La fierté et l’espoir des Ghanéens après la visite d’Obama

Sur la terrasse de ce “spot” installé dans le quartier populaire d’Osu (sud-est), Gyamfuah, cheveux ras et yeux pétillants, n’y va pas par quatre chemins quand il s’agit du premier président noir des Etats-Unis.
“Je l’aime autant qu’il nous aime. C’est mon frère!”, lance la fillette de 12 ans dans un éclat de rire.

A Osu comme, plus à l’ouest, au marché Makola, le plus vaste de la capitale, chacun dit sa joie d’avoir pu dire “akwaba” (bienvenue) au fils d’un Kényan, à l’occasion de sa première visite présidentielle en Afrique subsaharienne. “Oh, je suis fier!”, lâche Yaya, le regard soudain embué.

“Il aurait pu commencer par aller au Kénya voir sa famille, mais il a choisi le Ghana”, insiste le vieil homme qui veille sur le parking du parc Rawlings, du nom de l’ancien putschiste et ex-chef de l’Etat ghanéen Jerry Rawlings.
Sur les banderoles et sur les pagnes, dans les publicités et sur les badges, toute la ville déclare encore sa flamme au locataire de la Maison blanche. Mais par sa venue, Barack Obama a aussi fait naître des attentes à la mesure des difficultés vécues par la population.

“Il peut faire quelque chose pour nous”, tranche Gyamfuah. “Nous avons besoin d’aide: il n’y a pas d’argent, pas de travail, et pas d’ordinateurs dans notre école”, énumère la gamine.

Assise à côté d’autres femmes sur un trottoir où elle propose une poignée de légumes, Gladys compte aussi sur un secours américain. “On ne peut pas nourrir nos enfants, on n’a pas d’argent pour aller à l’hôpital”, se plaint-elle. “La vie est de plus en plus difficile”.

T-shirt sur le dos à l’effigie de la star du jour et de son homologue ghanéen John Atta-Mills, Ebenezer, un garçon de 14 ans, pense aussi qu’Obama “peut aider notre pays” et lui fournir les “produits” dont il manque. Le président américain “a des projets pour le Ghana”, appuie Koffi, vendeur de souvenirs.
“Il a le pouvoir d’aider le Ghana parce que l’Amérique est un grand pays”, estime ce rasta de 30 ans, guitare sous le bras.
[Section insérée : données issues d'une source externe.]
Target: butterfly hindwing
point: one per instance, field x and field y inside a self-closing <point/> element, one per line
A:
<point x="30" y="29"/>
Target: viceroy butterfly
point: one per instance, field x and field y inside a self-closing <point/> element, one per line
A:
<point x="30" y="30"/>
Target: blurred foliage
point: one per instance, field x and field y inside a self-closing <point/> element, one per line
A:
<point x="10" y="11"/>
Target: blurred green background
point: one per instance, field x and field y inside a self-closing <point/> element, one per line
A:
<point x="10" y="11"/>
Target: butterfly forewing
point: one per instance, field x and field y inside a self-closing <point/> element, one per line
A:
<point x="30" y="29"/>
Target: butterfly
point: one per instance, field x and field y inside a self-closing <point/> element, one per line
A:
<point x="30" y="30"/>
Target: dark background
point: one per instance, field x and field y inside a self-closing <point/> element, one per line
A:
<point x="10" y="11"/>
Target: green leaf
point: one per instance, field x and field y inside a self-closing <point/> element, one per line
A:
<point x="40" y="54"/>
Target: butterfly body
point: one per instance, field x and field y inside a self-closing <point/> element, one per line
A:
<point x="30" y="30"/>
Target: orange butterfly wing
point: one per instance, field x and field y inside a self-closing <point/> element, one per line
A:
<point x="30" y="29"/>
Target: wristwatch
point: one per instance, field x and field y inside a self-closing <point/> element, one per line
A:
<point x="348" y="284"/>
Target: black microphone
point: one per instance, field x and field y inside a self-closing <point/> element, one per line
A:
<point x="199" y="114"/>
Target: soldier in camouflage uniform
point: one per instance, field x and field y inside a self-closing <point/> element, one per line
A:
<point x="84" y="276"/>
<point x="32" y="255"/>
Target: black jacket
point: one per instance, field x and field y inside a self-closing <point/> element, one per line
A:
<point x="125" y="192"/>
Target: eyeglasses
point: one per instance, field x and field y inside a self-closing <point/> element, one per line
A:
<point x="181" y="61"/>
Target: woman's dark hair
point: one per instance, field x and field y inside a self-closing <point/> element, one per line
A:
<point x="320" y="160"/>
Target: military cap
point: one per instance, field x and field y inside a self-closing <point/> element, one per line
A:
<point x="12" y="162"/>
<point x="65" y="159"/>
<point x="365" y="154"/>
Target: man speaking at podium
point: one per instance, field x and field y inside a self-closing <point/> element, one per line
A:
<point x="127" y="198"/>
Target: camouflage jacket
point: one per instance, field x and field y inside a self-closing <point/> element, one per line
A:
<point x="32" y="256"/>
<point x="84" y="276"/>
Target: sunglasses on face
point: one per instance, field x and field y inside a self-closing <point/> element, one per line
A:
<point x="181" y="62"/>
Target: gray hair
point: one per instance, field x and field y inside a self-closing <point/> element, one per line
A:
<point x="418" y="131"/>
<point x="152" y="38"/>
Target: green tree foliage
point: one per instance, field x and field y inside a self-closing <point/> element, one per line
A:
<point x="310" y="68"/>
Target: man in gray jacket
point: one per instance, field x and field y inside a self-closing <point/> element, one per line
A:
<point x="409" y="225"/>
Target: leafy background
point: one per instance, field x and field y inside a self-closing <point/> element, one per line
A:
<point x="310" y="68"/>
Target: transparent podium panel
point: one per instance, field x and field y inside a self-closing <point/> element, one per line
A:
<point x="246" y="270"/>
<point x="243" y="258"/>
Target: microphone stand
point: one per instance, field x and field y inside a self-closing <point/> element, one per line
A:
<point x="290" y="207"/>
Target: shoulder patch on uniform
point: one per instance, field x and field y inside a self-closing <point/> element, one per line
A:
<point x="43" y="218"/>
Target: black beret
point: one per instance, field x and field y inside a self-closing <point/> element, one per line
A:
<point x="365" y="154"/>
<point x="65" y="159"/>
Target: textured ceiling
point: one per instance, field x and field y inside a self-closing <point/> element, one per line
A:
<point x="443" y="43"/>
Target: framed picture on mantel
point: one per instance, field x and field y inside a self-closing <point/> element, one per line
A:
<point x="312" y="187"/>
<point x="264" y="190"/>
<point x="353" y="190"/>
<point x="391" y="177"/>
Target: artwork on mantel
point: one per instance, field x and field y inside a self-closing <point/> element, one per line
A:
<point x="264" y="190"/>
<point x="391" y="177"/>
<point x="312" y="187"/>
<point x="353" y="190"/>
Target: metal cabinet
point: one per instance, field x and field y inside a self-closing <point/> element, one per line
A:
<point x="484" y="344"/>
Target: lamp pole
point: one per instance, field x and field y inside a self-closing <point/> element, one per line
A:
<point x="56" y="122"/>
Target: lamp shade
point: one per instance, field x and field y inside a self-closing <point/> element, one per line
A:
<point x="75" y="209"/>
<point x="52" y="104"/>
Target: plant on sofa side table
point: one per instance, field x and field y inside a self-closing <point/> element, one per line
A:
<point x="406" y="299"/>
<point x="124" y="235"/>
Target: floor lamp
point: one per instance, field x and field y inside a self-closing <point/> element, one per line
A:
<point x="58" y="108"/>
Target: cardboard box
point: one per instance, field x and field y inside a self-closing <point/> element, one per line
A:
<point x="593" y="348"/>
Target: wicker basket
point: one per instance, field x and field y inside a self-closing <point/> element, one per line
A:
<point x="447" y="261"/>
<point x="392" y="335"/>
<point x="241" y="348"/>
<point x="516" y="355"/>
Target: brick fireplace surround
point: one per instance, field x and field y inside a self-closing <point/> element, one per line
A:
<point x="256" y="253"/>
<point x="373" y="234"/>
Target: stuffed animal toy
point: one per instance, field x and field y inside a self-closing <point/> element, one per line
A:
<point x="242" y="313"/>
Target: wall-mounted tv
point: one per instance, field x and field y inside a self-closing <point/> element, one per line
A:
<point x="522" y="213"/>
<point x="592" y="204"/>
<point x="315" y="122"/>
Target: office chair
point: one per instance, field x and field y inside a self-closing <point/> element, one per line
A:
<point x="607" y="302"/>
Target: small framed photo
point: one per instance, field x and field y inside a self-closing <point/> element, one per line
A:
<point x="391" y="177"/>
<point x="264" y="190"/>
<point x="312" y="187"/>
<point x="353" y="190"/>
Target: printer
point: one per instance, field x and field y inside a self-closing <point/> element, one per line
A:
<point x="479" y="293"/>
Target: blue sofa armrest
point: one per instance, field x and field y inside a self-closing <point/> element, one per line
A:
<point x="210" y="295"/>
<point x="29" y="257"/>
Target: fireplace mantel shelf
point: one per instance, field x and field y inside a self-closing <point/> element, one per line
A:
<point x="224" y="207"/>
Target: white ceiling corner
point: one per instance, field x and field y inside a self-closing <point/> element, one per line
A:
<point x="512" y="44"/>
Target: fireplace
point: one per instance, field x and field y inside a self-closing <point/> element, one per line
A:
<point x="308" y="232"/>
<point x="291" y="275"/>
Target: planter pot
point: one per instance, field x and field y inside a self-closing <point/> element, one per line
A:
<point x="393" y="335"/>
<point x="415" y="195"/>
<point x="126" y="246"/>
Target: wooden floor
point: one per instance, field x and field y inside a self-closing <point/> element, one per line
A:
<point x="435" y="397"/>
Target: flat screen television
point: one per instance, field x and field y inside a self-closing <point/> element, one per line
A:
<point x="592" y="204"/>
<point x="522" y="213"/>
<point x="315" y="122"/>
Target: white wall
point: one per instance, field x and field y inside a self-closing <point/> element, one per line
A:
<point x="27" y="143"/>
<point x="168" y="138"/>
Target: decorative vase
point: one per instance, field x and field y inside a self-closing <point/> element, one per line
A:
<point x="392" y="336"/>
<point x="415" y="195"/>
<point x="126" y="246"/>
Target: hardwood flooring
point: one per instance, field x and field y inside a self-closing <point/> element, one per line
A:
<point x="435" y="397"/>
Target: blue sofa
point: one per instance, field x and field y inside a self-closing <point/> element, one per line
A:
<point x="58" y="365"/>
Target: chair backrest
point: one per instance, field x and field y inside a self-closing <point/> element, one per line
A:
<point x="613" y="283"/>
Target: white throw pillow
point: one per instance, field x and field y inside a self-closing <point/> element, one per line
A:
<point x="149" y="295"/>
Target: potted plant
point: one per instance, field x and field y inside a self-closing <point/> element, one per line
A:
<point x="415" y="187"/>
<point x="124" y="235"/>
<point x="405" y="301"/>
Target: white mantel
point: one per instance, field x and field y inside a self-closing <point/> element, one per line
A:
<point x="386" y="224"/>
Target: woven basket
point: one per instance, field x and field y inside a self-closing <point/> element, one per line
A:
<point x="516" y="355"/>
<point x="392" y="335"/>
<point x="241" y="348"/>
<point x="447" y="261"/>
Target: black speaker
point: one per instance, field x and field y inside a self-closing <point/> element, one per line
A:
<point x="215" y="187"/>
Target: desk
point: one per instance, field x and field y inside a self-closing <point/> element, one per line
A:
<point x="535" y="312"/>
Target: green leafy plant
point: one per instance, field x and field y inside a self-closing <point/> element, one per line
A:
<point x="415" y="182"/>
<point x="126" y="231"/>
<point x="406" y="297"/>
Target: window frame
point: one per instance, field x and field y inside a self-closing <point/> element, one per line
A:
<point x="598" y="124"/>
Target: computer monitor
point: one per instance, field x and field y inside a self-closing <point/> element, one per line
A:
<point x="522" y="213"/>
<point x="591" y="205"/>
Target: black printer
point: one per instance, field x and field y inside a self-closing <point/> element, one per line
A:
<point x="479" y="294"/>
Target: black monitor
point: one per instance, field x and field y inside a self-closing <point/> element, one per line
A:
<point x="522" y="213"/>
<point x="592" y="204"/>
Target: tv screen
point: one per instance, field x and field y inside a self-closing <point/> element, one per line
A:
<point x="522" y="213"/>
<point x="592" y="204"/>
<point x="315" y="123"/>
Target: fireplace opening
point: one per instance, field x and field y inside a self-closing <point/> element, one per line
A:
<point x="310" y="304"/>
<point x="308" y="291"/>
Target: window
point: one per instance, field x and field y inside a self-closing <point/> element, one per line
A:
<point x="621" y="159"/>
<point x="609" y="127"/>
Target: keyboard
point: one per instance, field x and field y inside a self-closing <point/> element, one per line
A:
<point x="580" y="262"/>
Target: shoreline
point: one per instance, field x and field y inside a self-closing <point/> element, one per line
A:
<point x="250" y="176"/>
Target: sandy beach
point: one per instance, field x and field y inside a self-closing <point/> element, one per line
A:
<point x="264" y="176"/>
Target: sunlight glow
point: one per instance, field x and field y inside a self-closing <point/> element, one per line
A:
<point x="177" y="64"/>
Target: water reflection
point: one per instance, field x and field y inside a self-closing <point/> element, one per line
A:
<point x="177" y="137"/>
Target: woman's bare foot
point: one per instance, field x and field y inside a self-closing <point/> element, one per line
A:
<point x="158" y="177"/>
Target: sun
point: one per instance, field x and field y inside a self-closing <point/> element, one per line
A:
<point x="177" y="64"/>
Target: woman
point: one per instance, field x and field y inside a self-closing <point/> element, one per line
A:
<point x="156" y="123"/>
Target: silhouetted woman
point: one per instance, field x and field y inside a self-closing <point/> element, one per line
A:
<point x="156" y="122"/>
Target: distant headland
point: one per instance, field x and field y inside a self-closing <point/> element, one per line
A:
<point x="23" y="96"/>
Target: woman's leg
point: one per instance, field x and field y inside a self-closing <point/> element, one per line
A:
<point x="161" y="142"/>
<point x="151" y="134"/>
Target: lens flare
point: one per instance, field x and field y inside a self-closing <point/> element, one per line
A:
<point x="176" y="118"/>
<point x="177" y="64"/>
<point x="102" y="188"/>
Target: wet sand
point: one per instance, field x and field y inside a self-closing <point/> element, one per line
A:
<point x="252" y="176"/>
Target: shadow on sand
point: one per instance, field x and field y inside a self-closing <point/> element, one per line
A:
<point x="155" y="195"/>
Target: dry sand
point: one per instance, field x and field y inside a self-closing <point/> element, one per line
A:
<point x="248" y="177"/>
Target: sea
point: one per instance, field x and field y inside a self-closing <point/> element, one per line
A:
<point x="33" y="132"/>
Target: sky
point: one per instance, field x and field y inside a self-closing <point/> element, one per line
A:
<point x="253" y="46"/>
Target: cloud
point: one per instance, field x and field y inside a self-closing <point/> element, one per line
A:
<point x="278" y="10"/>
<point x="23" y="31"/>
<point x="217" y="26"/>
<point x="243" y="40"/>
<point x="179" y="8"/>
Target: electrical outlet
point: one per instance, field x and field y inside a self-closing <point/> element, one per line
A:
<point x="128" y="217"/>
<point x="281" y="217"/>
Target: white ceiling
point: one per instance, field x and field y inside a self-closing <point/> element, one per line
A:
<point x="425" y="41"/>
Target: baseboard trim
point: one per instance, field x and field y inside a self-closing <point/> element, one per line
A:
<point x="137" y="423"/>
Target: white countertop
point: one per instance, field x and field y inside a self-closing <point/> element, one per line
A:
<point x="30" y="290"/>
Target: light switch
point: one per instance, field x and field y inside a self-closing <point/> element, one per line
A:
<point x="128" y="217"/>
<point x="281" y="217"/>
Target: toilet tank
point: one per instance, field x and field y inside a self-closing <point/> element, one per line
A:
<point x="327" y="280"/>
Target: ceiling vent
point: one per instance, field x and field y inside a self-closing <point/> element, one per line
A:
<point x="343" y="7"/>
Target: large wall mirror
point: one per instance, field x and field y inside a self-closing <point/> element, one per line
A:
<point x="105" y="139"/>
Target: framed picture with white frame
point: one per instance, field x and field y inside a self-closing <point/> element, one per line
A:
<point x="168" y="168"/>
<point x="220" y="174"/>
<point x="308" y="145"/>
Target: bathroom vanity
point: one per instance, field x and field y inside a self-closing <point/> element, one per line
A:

Certains préfèrent toutefois se montrer plus prudents. “Je ne sais pas s’il peut” venir en aide au Ghana, lâche Davis, une dame qui traverse le marché boueux d’un pas pressé.

En écho au discours d’Obama devant le Parlement ghanéen, elle juge surtout que les Africains doivent “arrêter de dépendre des autres” et “prendre leurs responsabilités pour ne pas rester toujours en bas”. “On n’attend pas d’aide de l’Amérique. On peut régler nos propres problèmes”, renchérit Bernice sur un ton énergique.

Pour cette coiffeuse d’une quarantaine d’années, Barack Obama “veut que les gens sachent que l’Afrique a quelque chose à offrir au monde”. Or, “tout le monde peut apprendre du Ghana” et de sa “transition” politique pacifique, fait-elle valoir. Et puis, souligne-t-elle, “grâce à Dieu, nous avons du pétrole dans le pays, alors bientôt nous n’aurons plus besoin d’aide!”